"Itu korupsi berjamaah yang dilakukan oleh partai yang berkuasa (Demokrat). Harus diusut tuntas," tegas Koordinator Petisi 28, Haris Rusli Motti di gedung KPK, Jakarta,(Kamis 19/5).
Dengan tegas, Motti meminta Pimpinan KPK segera memanggil Andi Mallarangeng dan M Nazaruddin. Hal itu, lanjutnya, agar publik tidak menilai bahwa lembaga superbody itu berada di bawah pengaruh Istana.

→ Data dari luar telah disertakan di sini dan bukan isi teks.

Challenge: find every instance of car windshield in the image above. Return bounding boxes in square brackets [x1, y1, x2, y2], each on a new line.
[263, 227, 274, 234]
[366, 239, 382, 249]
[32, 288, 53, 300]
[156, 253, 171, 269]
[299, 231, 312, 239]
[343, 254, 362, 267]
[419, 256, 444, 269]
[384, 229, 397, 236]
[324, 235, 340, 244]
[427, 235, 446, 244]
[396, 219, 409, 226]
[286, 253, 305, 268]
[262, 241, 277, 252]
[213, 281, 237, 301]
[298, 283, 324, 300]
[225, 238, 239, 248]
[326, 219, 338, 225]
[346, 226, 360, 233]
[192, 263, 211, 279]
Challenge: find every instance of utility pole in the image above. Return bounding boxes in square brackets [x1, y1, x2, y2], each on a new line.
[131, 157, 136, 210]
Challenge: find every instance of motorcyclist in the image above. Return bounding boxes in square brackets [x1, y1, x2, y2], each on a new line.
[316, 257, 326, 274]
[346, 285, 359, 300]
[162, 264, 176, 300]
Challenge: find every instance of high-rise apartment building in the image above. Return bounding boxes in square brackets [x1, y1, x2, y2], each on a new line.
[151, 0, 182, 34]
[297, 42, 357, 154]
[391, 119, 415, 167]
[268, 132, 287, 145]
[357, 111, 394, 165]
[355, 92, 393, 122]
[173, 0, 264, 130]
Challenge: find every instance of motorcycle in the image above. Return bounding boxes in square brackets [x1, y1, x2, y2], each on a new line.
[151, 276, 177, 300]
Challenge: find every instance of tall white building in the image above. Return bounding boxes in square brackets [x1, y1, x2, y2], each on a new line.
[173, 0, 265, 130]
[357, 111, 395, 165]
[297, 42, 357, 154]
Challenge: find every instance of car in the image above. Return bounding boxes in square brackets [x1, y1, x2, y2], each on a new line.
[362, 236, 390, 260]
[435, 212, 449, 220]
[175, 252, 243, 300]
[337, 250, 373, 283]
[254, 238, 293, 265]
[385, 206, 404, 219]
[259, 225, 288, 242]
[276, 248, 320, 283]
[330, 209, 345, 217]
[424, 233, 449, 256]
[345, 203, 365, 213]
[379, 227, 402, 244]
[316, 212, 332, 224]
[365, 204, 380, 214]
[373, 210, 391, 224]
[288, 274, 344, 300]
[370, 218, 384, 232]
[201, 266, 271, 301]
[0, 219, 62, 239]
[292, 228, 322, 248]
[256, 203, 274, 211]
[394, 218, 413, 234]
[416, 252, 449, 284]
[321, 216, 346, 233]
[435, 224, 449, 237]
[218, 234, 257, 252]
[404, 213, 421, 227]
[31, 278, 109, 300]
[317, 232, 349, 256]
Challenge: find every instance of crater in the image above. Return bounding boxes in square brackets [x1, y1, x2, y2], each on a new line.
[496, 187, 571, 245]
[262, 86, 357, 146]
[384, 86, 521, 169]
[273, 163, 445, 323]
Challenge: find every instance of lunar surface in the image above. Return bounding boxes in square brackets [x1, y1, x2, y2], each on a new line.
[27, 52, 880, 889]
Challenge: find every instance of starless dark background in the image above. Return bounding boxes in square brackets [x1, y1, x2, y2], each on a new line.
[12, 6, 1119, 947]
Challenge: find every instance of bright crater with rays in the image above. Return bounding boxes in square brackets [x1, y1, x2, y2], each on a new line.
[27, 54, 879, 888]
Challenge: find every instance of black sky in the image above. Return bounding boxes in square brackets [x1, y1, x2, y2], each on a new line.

"Busyro Muqoddas perlu membuktikan bahwa dia bukan antek istana. Dia harus buktikan bukan boneka SBY," tegasnya.
Tak hanya itu, sambung Moti, KPK juga harus memanggil dan memeriksa pengurus partai binaan SBY, sebab uang suap wisma atlit patut diduga akan digunakan untuk pendanaan Demokrat pada pemilu 2014.
"Kita percaya dan yakin seluruh pengurus Partai Demokrat tahu praktek korupsi ini. Ini pengemplangan dan korupsi dalam rangka pendanaan pemilu 2014 dengan Capres yang mereka usung," tandasnya.